38 opposition MPs submitted a joint request, asking the Constitutional Court to intervene where, according to them, the socialist majority has used its votes to block a right that the Constitution calls inalienable: the establishment of investigative commissions.
Essentially, the request has two goals. First, to force the Assembly to open two investigations that the majority rejected without question: the "McGonigal" file, which requires verification of the actions of Albanian officials in relation to the former FBI agent, and the investigation into the use of state resources in the May 11, 2025 elections. Second, to declare the Assembly's decisions that closed the doors to these initiatives unconstitutional.

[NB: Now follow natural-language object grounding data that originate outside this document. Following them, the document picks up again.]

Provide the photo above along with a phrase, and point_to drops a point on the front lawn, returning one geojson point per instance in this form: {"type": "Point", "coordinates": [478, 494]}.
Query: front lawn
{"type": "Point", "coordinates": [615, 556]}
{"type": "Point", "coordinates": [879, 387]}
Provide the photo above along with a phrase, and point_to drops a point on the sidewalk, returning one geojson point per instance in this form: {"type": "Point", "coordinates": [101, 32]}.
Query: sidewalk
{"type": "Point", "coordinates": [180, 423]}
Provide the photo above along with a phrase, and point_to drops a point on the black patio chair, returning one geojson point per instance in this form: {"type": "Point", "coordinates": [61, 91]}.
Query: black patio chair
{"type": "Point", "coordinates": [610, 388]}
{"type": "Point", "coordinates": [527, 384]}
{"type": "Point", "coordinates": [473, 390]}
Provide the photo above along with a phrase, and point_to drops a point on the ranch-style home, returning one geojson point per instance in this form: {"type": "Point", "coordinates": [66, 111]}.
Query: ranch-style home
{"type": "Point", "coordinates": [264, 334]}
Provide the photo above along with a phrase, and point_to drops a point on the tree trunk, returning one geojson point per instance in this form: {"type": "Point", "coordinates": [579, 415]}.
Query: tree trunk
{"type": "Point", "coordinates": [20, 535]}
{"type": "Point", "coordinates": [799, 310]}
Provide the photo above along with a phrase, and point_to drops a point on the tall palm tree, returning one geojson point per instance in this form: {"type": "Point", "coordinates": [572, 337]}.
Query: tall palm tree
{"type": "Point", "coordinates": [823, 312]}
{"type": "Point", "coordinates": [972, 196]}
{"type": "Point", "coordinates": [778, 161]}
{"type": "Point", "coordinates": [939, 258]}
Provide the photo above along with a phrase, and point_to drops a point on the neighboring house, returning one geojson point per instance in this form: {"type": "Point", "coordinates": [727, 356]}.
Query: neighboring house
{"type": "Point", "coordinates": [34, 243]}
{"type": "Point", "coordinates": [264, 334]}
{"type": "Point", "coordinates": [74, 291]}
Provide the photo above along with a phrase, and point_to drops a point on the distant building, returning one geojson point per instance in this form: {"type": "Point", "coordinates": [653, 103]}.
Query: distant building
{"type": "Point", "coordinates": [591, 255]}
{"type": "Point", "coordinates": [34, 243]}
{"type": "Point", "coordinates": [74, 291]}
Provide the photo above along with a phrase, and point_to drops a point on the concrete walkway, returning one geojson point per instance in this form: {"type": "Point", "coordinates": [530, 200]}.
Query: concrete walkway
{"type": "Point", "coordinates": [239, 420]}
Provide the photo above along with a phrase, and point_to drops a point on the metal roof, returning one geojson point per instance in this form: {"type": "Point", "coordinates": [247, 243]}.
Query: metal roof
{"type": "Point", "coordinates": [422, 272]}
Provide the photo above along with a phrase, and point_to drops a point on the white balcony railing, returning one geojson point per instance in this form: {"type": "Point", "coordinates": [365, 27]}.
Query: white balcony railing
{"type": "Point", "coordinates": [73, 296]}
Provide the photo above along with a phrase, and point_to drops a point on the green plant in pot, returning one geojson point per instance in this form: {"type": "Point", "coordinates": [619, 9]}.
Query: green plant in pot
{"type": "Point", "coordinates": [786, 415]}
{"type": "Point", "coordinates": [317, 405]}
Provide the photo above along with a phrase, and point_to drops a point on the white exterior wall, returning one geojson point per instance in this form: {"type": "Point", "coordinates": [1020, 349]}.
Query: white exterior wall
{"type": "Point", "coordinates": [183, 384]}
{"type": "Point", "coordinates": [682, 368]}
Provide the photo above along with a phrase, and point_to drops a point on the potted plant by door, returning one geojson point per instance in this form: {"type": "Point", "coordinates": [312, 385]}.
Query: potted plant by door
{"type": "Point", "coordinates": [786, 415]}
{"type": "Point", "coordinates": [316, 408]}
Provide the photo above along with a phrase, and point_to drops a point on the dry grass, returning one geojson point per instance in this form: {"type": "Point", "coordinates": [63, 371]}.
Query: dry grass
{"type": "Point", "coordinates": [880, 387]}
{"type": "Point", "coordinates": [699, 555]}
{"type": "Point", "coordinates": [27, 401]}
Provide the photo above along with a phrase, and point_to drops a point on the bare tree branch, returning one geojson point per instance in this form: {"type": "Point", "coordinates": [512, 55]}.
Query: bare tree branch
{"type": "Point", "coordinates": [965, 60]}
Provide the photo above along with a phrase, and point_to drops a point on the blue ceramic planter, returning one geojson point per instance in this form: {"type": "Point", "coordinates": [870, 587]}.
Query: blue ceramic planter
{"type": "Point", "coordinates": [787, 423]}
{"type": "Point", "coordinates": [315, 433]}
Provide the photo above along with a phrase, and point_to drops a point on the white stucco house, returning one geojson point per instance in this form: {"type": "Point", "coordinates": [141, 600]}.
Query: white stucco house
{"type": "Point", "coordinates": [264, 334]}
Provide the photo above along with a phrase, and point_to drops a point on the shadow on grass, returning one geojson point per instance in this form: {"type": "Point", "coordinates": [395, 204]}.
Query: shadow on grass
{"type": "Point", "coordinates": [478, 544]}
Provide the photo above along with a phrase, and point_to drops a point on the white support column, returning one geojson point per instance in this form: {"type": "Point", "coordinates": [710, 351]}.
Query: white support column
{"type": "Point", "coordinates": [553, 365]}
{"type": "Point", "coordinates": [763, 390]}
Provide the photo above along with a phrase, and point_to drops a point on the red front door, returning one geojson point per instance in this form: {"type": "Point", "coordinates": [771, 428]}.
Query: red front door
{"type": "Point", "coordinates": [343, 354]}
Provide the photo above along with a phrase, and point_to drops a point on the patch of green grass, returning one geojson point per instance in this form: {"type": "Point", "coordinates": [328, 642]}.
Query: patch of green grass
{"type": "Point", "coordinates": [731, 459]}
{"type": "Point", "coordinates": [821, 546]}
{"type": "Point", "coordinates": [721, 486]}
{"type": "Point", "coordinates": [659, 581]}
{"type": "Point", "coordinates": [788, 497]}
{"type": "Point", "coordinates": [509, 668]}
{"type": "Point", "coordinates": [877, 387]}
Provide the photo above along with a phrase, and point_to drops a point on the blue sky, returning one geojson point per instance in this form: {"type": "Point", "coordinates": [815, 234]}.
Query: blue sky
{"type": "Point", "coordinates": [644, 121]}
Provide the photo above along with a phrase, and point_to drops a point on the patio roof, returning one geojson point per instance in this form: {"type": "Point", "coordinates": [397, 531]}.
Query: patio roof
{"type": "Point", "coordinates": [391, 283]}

In the request, opposition MPs describe a reality that, according to them, has become a daily practice: motions are not accepted, interpellations are not held, hearings are not allowed, and every opposition request for parliamentary control ends up in the trash with the majority's cards.
They speak of an Assembly that is sliding towards a one-party logic, where the presence of the opposition is simply a necessary decoration, not a functional actor of control over the government. More than a political complaint, their request takes this debate to the terrain of constitutional guarantees, addressing the only body that can determine whether or not the majority has exceeded the red lines.
In the submitted document, the main argument is clear: the minority's right to establish an investigative commission does not depend on the will of the majority. It is not negotiated, it is not conditioned, and it cannot be overturned by a political vote.
The Constitutional Court must now decide not only on the fate of the two committees, but also on the great boundary that separates parliamentary control from abuse of the majority. Meanwhile, the clash between the two political camps is expected to intensify, while the Assembly remains paralyzed in the functions that, according to the opposition, it can no longer exercise.